In a crucial meeting held Saturday in Lahore, Pakistani finance ministers conveyed to the business community that providing economic relief in the current fiscal environment is not feasible. This announcement has left many business owners and industry leaders concerned about the future of their operations amid ongoing economic challenges.
Pakistan’s federal minister Muhammad Aurangzeb said that despite realizing the issues faced by businesses in Pakistan, keeping in view the ground realities, it was not possible to provide them any relief from the recent budget measures.
Addressing the business community at the FPCCI Lahore, he said the government was starved of finances and at a tax-to-GDP ratio of 9.5 percent, we cannot expect to move up, adding the government intends to increase the tax-to-GDP ratio to 13 percent in the next two years.
The finance minister conceded that not receiving perks or salaries by the ministers was not enough, we have two reduce our expenses, close unnecessary government departments and privatise the bleeding state-owned entities.
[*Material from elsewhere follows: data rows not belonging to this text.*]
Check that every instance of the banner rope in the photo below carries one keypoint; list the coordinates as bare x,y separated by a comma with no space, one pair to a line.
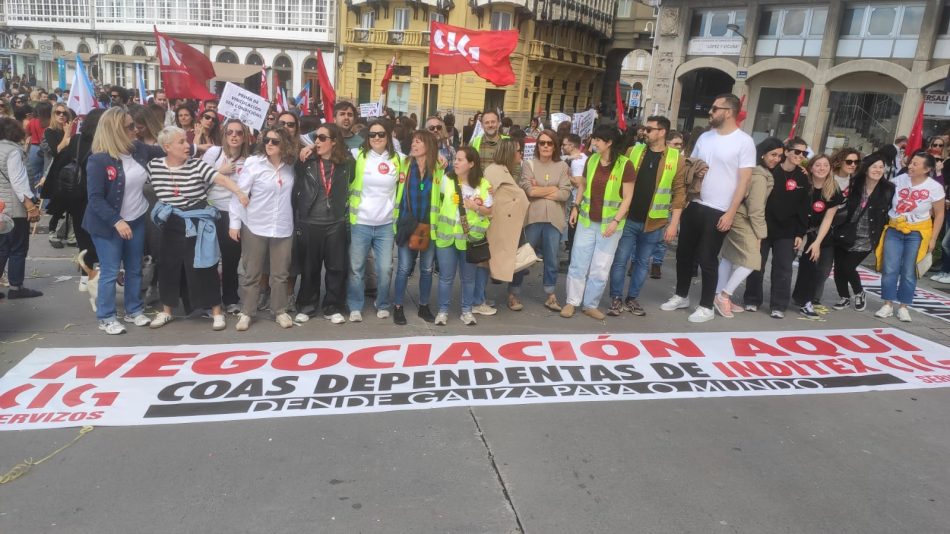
23,468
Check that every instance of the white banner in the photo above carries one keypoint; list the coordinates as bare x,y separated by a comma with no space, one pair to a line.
243,105
53,388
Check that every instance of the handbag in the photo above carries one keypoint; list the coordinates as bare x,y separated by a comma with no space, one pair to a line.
476,251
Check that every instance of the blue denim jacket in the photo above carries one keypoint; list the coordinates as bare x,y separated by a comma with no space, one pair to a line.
207,253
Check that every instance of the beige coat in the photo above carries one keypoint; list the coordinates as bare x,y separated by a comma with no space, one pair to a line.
510,204
741,246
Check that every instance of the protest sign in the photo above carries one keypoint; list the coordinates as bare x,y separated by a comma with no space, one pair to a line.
53,388
243,105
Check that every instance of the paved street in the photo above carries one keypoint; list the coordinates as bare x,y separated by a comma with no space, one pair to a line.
847,463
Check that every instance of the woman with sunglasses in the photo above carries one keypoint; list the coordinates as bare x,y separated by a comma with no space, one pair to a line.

He said to increase revenues, we will have to introduce transparent reforms where every segment of the society is taxed equally on the same income, adding that resistance to reforms would be tackled prudently.
He said the government was tackling numerous issues realising well that high markup impeded investors. However, he stressed that this issue relates to the State Bank of Pakistan and its monetary committee periodically reviewing the situation. He said the current low inflation level has created a cushion and the central bank would act accordingly in its next monetary policy review.
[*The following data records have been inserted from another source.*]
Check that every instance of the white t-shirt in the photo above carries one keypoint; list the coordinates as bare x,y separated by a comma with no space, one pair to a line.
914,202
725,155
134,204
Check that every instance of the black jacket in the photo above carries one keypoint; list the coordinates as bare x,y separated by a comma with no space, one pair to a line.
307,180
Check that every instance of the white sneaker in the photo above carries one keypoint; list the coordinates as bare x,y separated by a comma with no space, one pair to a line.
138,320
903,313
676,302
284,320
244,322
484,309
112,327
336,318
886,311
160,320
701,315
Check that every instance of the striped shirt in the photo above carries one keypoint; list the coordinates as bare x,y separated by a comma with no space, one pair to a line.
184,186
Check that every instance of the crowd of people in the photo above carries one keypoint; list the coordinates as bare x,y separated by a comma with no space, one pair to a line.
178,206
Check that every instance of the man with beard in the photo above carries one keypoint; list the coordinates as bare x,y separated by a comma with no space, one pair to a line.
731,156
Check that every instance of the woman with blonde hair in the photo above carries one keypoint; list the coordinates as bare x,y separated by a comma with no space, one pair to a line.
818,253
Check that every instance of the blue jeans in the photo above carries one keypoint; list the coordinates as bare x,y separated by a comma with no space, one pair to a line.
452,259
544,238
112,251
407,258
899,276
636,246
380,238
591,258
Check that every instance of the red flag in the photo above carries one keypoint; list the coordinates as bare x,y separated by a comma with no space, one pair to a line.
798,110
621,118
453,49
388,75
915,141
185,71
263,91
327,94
The finance minister made it clear that many traders have registered under the new scheme and all traders would have to pay their tax dues according to the rates fixed by the Federal Board of Revenue (FBR). He said the power rates cannot be reduced immediately, adding that there are various reforms and restructuring needed in the power sector, including renegotiations with IPPs, some which was done by the last PTI government.
He said transparent private sector boards of power distribution companies are in the offing. After their formation, power distribution would be handed either to the private sector or operated through public-private partnership. The government, he added, has great respect for domestic investors and they will be facilitated by systematically reducing their costs.
Pakistan’s economy has been facing significant hurdles, including high inflation, a depreciating currency, and a mounting fiscal deficit. Businesses across the country have been advocating for government intervention to help mitigate these issues and provide a buffer against the economic downturn.